XV

647 42 37
                                    

Rey~
Dziura. Ciemna dziura. Ciemna dziura, która mnie przyciąga. Ciemna dziura na Ahch-to. Lecz teraz, jest głębsza i widać w niej maleńki biały punkt.

To mnie wzywa.

Obudziłam się sama w łóżku cała oblana zimnym potem.

Muszę.

Lecieć.

Na.

Ahch-to.

Przetarłam oczy dłońmi i ujrzałam śniadanie na stoliku obok łóżka. Składało się ono z wyglądającej pysznie kanapki, pokrojonego owocu oraz herbaty.

Wypiłam szybko napój, po czym pobiegłam się umyć i przebrać.

Wbiegłam szybko do łazienki. Podczas mycia twarzy poczułam czyjąś obecność. Spojrzałam w lustro. W odbiciu ujrzałam za sobą... Siebie. Tą samą co na wraku, gdzie szukałam urządzenia mającego doprowadzić mnie na Exegol. Dokładnie tą samą mnie z krwistoczerwonym mieczem i kpiącym szerokim uśmieszkiem. Natychmiast się obróciłam, lecz nikt za mną nie stał.

Tak nie będzie wyglądać moja przyszłość. Nie dam się ciemnej strony.
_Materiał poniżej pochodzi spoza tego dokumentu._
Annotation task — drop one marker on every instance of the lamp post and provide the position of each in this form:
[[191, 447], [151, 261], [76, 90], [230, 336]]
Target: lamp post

Nie ma takiej opcji...

Nie wiedząc co się właśnie stało powróciłam do mycia siebie. Gdy już to zrobiłam, znalazłam swoje szaty i je włożyłam. Jak zawsze w moim outfit'cie znajdował się również pas do którego przypięłam blaster i moją rękojeść.

Wróciłam do pokoju. Chwyciłam za jakąś folię i zawinęłam do niej owoc, po czym włożyłam pakunek do kieszeni. Kanapkę wzięłam do ręki i wychodząc z pokoju zaczęłam ją jeść.

Na korytarzu było pusto. Panowała tu kompletna cisza. Spojrzałam za okno. Ohh.. był środek nocy.

Ale.. dlaczego w takim razie Bena nie było w pokoju?

Wybiegłam z bazy przeżuwając właśnie ostatni kawałek kanapki. Poczułam ciepło na swoim nadgarstku, więc się obróciłam. Stał za mną młody Solo. Miał wory pod oczami oraz był bladszy niż zazwyczaj.

- Gdzie idziesz? Finn może w każdym momencie zaatakować, nie pamiętasz? Chcesz zostawić to wszystko w tym momencie? - mówił tak cicho, że z każdym słowem coraz gorzej go słyszałam.

Ziewnął.

- Muszę lecieć na Ahch-to.. coś mnie tam woła.. może to coś pomoże przywrócić Finna... Niedługo wrócę.. - przerwałam na kilka sekund -  Obiecaj mi, że w razie czego ich obronisz.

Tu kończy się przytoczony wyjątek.